CFOs Demand Data Over Brand Sentiment

▼ Summary
– CFOs are demanding data-driven proof of brand marketing’s business impact, increasing pressure on marketers to justify budgets.
– In 2025, 55% of marketers prioritize performance marketing over brand, risking brand investments without strong measurement.
– Measuring brand impact is challenging due to lag effects, lack of consensus on advertising’s role, and unclear measurement plans.
– Key methods to measure brand value include geographic testing, marketing mix modeling, ATU surveys, and conjoint analysis.
– Combining multiple measurement approaches provides a comprehensive view of brand impact, helping secure long-term investment.
Marketing leaders face mounting pressure to demonstrate how brand investments translate into measurable business outcomes. As financial executives tighten budgets, proving the commercial value of branding has become non-negotiable. The shift toward performance-driven metrics means marketers must now defend every dollar spent with hard data, or risk losing critical funding.

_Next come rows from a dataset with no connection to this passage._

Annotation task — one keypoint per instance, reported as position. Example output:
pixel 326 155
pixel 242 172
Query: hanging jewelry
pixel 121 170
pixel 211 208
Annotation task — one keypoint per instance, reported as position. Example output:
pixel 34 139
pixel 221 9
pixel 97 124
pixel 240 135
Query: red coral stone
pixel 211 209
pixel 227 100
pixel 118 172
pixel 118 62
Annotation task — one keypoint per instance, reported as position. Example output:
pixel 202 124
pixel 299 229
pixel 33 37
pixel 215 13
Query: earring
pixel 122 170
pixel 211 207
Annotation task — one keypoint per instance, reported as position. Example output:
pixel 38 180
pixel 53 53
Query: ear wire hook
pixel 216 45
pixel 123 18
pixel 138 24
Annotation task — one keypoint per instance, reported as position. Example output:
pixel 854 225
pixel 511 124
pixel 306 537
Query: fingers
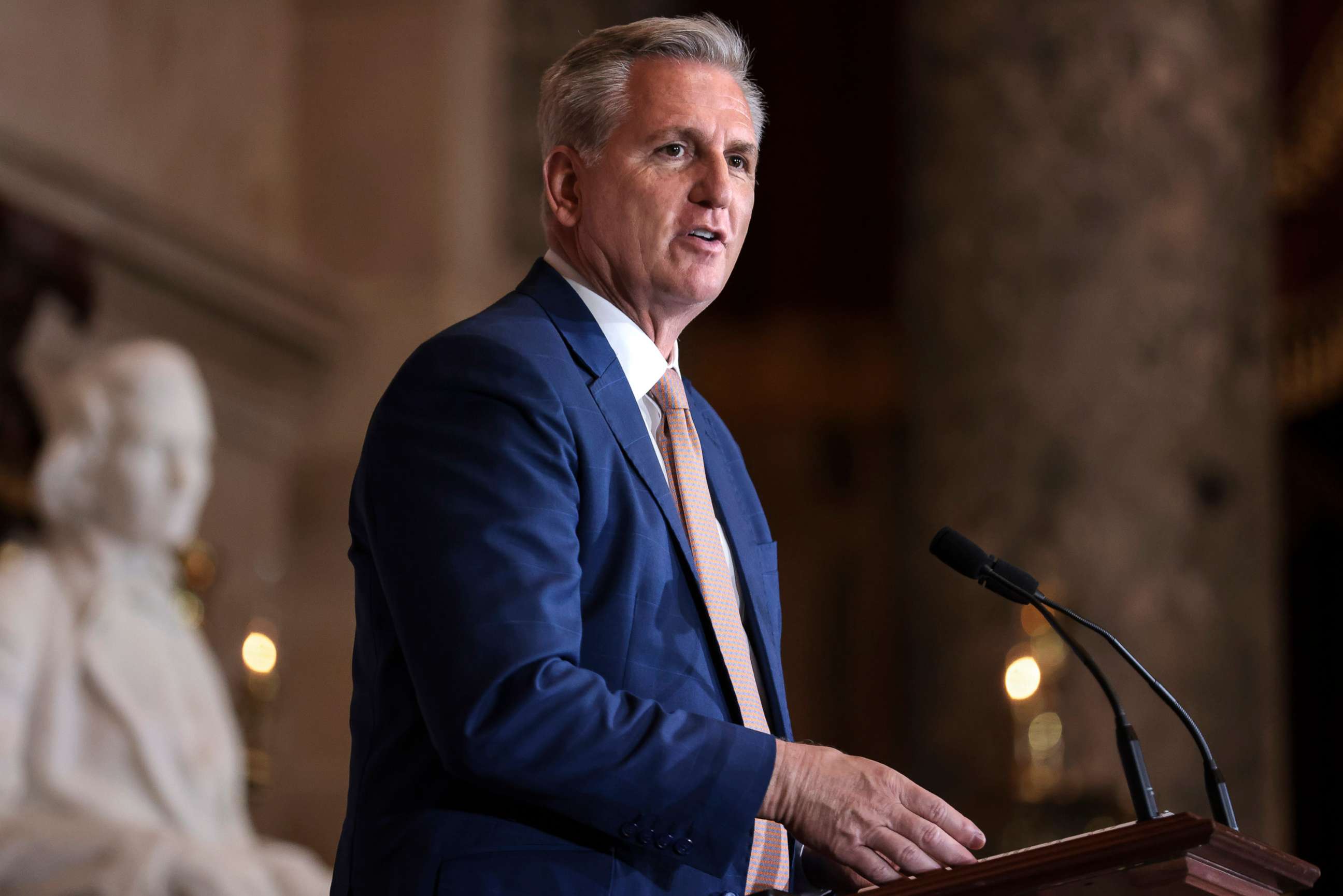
pixel 872 865
pixel 900 851
pixel 933 842
pixel 940 815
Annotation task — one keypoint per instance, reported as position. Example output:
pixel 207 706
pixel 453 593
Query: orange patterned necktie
pixel 680 446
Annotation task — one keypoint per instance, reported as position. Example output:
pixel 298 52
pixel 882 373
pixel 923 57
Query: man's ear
pixel 563 169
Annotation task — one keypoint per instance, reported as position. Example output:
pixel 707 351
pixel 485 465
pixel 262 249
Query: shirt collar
pixel 640 358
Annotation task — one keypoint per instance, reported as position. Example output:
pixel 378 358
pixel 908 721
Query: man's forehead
pixel 670 90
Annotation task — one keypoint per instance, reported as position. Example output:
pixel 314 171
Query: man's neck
pixel 664 331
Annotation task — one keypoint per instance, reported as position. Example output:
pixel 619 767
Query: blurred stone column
pixel 1087 294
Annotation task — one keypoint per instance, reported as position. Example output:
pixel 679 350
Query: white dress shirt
pixel 644 366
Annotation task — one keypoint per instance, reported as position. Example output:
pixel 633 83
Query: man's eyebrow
pixel 695 135
pixel 745 148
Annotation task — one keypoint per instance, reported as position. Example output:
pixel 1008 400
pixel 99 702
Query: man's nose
pixel 713 187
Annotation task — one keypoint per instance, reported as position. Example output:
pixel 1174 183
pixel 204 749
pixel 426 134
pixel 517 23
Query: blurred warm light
pixel 1049 650
pixel 260 653
pixel 1022 677
pixel 1045 731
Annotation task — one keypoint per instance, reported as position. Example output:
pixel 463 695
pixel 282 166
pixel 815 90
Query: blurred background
pixel 1065 276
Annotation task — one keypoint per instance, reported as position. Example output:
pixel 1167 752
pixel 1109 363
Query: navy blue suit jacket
pixel 539 706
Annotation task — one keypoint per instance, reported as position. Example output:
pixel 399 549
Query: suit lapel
pixel 610 390
pixel 738 530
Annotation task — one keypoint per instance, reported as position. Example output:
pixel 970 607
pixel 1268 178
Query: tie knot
pixel 668 391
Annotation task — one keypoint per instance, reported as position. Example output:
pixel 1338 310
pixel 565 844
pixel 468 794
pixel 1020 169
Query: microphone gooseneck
pixel 969 559
pixel 1016 585
pixel 1213 781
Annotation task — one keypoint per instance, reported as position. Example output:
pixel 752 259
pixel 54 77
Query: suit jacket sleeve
pixel 468 497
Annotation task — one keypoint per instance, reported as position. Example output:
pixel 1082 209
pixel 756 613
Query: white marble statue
pixel 121 762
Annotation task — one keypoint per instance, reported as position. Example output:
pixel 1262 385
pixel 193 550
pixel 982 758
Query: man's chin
pixel 697 285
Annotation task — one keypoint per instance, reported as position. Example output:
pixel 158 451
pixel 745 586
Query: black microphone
pixel 1020 584
pixel 969 559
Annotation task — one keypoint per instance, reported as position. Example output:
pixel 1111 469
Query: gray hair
pixel 584 98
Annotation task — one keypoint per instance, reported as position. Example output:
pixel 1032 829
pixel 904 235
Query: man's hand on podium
pixel 870 820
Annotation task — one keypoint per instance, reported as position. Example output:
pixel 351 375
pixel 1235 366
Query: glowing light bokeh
pixel 1022 679
pixel 260 653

CFOs are no longer passive bystanders in brand strategy discussions. Research indicates over half remain skeptical about marketing’s impact, demanding clearer financial justification for brand-related expenditures. The challenge lies in quantifying intangible benefits like customer loyalty and perception, which often influence sales indirectly over time. Without concrete measurement frameworks, even well-executed campaigns struggle to secure ongoing support.
Despite these hurdles, branding remains a cornerstone of marketing budgets. Recent data shows brand strategy and activation account for nearly 9% of total marketing spend, underscoring its enduring importance. However, preserving this allocation requires moving beyond traditional metrics like awareness and sentiment. Instead, forward-thinking teams focus on methodologies that link branding directly to revenue, market share, and pricing power.
Proving Brand Value: Key Measurement Approaches
1. Geographic Testing By isolating specific regions for targeted campaigns, marketers can compare performance against control markets. This method works particularly well for localized promotions or digital ads, offering tangible proof of incremental lift in sales and engagement.
2. Marketing Mix Modeling (MMM) For organizations with robust historical data, MMM provides a comprehensive view of how brand and performance efforts collectively drive results. It identifies subtle shifts in spending effectiveness and uncovers cross-channel synergies, making it invaluable for long-term planning.
3. Brand Awareness & Usage Surveys While less granular than MMM, these surveys track shifts in consumer perception and intent. By correlating upper-funnel metrics with eventual conversions, teams can validate branding’s role in the customer journey.
4. Conjoint Analysis This technique helps quantify the premium customers will pay for a strong brand. By testing different product and pricing scenarios, companies gain insights into how much brand equity contributes to revenue, a compelling argument for maintaining investment.
Choosing the Right Strategy
In today’s competitive landscape, measurement isn’t just about validation, it’s about survival. Marketers who master data-driven storytelling will not only protect their budgets but also position branding as a driver of sustainable growth. The tools exist; the key lies in deploying them strategically to turn skepticism into confidence.